I’d heard that some readers didn’t appreciate the first part of the book but soon got into the second half. Sadly I couldn’t really get into this book at all. I never ended up connecting with Griffin or Helios on any significant level and was left feeling both men are irrational and not well suited to each other. Griffin spends almost the entire story in his head lamenting his dead wife, the secrets Helios is keeping, his own insecurities, fears, and a thousand other mental masturbations. While I was more than willing to go with the story and understand Griffin’s fears and concerns, he never seems to get over himself or talk with Helios, instead the two have sex and ignore the problems.
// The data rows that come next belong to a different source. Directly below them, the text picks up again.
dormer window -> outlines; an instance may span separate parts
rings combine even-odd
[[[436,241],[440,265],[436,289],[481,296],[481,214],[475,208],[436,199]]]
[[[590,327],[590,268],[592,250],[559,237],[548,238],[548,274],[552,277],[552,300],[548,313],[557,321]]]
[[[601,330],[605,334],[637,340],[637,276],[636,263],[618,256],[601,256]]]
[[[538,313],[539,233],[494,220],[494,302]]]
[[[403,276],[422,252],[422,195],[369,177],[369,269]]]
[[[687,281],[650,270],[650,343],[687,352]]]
This is where my biggest pet peeve about this story comes in. The two gradually move away from each other because both are keeping secrets and frankly don’t trust each other. There are numerous instances where Griffin or Helios discover the other is keeping a secret and pretty much flat out say they don’t trust the other person. In fact the big ending fight scene is all because Helios didn’t trust Griffin. So clearly these two men have some pretty big issues in their relationship. Yet none of it is resolved or worked out. Instead they just ignore it, like they do the entire book, and have more sex. I get that these two love each other desperately but they have no ability to communicate and Griffin’s deathbed revelations are absurd. These sudden insights don’t solve any problems at all, which leaves me wondering how these two are ever going to work out. In fact I actually think they won’t and that really ruins the book for me.
What did work for me is the excellent writing. The author has a real flair for prose so the book flies by with ease. The vivid world building is much better and more thorough in this offering, with many other species introduced and playing prominent roles. These characters may be background but they definitely added to the wealth of the scenery and world. I liked the intricate politics and how boring and difficult such things are as that feels like a real inclusion. Likewise the affects of such a brutal and abrupt attack should have long reaching issues and it’s nice to see the story tackle that straight on without much watering down.
While there are some definite good things about the story, ultimately this didn’t work anywhere near as well as the first book and in fact makes me wonder about this strong, dynamic, and hot love affair that steamed up the pages of Uncommon Whore. While there is a lot of sex in WIF, it doesn’t have the same intensity and edge because the characters themselves feel unhappy with no resolution in sight. I’ll be curious to read any additional books in this series as I like the series and author’s writing quite a bit but I do feel as if this sequel took the shine off the first book and didn’t deliver. I really hate that feeling too.